Summary of index types


(James Cook) #1

I don't have a Lucene background, so this may be rudimentary.

The index types are defined here with an explanation:
http://www.elasticsearch.org/guide/reference/mapping/core-types.html

analyzed (default)

Indexed, Searchable, Tokenized

*not_analyzed *

Indexed, Searchable, Not Tokenized

no

Not Indexed, Not Searchable, Not Tokenized

The first option (analyzed) and the last (no) seem to make a lot of sense,
and I understand them.

However, I do struggle to come up with a use case where not_analyzed should
be used. Since it is not tokenized, I would expect a match only when the
exact same search term is provided in a query. In fact, since it is not
tokenized, it has to match right down to stop words, whitespace and case,
correct? Maybe for matching on a hash code, a case-insensitive username, or
a zip code?

If I have a not_analyzed field containing "XY&Z Company", will I only get a
match if I query for "XY&Z Company"?


(ppearcy) #2

We use not_analyzed for generating facet results that can be used for
display purposes. Also, there are for fields that are exact match
filters, this can be appropriate, similar to what you were guessing
below.

Best Regards,
Paul

On Aug 12, 11:58 am, James Cook jc...@tracermedia.com wrote:

I don't have a Lucene background, so this may be rudimentary.

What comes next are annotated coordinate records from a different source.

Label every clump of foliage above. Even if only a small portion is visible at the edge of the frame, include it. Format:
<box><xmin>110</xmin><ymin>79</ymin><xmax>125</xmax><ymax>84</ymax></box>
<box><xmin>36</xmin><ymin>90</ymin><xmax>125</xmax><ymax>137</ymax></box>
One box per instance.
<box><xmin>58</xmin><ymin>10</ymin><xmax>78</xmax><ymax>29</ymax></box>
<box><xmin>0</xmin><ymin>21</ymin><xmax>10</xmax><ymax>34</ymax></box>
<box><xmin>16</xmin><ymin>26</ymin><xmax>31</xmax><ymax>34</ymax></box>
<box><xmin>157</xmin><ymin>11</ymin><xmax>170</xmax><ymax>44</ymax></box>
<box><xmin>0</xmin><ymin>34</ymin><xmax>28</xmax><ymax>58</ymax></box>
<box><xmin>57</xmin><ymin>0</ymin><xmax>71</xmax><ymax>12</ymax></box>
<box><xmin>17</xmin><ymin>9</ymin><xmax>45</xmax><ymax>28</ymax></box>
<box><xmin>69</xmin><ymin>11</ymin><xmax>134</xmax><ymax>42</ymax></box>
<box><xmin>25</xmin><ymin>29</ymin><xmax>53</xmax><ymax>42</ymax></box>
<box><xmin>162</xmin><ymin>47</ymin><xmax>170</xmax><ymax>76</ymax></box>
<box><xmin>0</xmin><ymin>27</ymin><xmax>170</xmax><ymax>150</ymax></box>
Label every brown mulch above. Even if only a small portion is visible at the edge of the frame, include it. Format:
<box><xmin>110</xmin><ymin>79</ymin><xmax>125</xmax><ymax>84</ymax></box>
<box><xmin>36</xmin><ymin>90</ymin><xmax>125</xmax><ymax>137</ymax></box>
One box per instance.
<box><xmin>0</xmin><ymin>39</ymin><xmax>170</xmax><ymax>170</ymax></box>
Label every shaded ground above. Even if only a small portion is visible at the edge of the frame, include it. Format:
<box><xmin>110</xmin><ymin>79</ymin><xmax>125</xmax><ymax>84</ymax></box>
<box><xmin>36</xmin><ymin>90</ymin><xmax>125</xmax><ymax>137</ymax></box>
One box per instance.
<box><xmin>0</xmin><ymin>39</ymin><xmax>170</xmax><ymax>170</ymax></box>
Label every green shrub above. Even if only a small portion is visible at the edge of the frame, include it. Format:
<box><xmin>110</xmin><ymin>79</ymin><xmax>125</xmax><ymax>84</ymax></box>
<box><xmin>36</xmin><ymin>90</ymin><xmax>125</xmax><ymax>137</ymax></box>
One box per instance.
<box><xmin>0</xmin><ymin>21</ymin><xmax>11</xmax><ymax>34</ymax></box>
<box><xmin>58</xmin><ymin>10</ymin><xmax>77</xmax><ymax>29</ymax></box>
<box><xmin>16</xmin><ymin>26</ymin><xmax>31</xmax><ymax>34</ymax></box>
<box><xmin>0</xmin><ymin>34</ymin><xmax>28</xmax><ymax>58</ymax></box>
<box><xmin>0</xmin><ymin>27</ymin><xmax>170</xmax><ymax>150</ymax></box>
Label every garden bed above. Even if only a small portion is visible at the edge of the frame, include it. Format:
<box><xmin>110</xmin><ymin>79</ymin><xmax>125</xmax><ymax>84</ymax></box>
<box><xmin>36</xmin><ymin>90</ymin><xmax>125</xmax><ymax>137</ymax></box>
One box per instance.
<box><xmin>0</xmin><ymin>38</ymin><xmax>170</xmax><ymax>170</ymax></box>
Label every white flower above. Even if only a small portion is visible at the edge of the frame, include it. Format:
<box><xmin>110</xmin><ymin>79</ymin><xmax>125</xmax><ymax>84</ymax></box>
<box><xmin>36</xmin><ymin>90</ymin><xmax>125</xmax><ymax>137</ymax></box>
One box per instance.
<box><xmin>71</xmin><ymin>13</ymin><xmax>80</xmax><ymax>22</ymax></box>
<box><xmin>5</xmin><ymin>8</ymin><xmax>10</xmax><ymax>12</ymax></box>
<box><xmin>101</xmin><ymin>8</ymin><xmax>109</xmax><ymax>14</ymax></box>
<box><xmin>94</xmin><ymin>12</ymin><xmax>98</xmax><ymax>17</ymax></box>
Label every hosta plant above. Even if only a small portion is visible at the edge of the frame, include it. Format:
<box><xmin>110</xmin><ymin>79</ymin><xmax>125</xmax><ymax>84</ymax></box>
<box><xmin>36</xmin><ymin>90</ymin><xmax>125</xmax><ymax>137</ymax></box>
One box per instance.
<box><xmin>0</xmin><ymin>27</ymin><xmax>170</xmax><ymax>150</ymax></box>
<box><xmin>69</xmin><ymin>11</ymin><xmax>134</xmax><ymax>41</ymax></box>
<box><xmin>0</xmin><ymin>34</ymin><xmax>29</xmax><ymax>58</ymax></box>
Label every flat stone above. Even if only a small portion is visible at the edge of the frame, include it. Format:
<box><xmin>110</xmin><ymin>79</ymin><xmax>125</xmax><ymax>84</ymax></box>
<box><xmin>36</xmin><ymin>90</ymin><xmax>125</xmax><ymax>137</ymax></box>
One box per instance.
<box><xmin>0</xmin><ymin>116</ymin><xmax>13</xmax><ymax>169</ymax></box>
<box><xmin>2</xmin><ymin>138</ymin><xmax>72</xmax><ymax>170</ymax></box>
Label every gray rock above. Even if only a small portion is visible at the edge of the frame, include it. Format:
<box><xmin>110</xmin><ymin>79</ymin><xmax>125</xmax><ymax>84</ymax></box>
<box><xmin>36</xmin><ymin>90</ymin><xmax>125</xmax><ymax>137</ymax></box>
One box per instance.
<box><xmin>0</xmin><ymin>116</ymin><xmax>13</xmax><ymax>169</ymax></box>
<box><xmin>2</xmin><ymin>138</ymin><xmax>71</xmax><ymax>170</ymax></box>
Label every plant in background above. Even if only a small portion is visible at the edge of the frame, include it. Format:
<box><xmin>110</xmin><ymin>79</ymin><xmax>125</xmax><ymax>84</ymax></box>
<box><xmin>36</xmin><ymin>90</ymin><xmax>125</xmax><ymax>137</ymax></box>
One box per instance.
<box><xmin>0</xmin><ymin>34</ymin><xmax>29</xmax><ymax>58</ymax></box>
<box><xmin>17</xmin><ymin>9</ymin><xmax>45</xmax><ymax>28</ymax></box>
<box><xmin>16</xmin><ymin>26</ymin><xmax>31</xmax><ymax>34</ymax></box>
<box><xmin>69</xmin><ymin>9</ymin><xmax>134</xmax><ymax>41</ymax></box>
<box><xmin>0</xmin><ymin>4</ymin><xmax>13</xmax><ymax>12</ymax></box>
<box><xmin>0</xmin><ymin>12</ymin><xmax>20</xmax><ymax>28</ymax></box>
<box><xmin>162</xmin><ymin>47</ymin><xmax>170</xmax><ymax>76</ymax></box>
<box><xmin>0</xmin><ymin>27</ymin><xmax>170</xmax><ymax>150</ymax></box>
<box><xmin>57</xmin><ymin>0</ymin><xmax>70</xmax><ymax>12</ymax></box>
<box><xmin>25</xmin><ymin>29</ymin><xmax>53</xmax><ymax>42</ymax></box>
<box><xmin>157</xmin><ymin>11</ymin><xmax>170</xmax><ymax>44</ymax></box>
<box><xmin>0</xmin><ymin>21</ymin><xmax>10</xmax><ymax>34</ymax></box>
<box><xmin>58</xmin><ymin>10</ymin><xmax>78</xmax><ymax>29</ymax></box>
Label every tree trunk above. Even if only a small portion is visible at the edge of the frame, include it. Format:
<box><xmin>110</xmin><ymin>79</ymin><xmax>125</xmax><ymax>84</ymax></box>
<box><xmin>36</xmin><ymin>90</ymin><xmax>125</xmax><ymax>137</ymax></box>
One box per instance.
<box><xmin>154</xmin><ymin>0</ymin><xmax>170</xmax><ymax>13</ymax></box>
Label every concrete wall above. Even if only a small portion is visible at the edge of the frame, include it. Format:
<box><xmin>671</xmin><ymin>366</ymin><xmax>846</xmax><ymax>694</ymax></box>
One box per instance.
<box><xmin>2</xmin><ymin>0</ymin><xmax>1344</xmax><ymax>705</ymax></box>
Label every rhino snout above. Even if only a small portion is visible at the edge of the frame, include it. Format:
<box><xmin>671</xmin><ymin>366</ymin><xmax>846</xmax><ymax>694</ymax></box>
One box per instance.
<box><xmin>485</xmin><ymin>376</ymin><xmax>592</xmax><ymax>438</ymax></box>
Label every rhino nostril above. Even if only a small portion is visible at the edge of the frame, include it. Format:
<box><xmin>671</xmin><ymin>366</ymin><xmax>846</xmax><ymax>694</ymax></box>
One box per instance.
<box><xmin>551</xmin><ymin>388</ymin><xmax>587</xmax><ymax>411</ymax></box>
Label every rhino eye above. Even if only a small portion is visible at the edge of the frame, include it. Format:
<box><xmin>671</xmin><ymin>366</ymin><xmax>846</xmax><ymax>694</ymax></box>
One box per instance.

The index types are defined here with an explanation:http://www.elasticsearch.org/guide/reference/mapping/core-types.html

analyzed (default)

Indexed, Searchable, Tokenized

*not_analyzed *

Indexed, Searchable, Not Tokenized

no

Not Indexed, Not Searchable, Not Tokenized

The first option (analyzed) and the last (no) seem to make a lot of sense,
and I understand them.

However, I do struggle to come up with a use case where not_analyzed should
be used. Since it is not tokenized, I would expect a match only when the
exact same search term is provided in a query. In fact, since it is not
tokenized, it has to match right down to stop words, whitespace and case,
correct? Maybe for matching on a hash code, a case-insensitive username, or
a zip code?

If I have a not_analyzed field containing "XY&Z Company", will I only get a
match if I query for "XY&Z Company"?


(Shay Banon) #3

Just another note on not_analyzed fields, those are exactly the same as
fields that are analyzed with a keyword tokenizer (keyword tokenizer simply
treats the whole text as a single token). People many times want this
behavior, but also do things like lowercasing, in which case, one can create
a custom analyzer that has a keyword tokenizer and a lowercase filter, and
use that as the analyzer to the field (and the field will still be
"analyzed").

On Fri, Aug 12, 2011 at 10:28 PM, ppearcy ppearcy@gmail.com wrote:

We use not_analyzed for generating facet results that can be used for
display purposes. Also, there are for fields that are exact match
filters, this can be appropriate, similar to what you were guessing
below.

Best Regards,
Paul

On Aug 12, 11:58 am, James Cook jc...@tracermedia.com wrote:

I don't have a Lucene background, so this may be rudimentary.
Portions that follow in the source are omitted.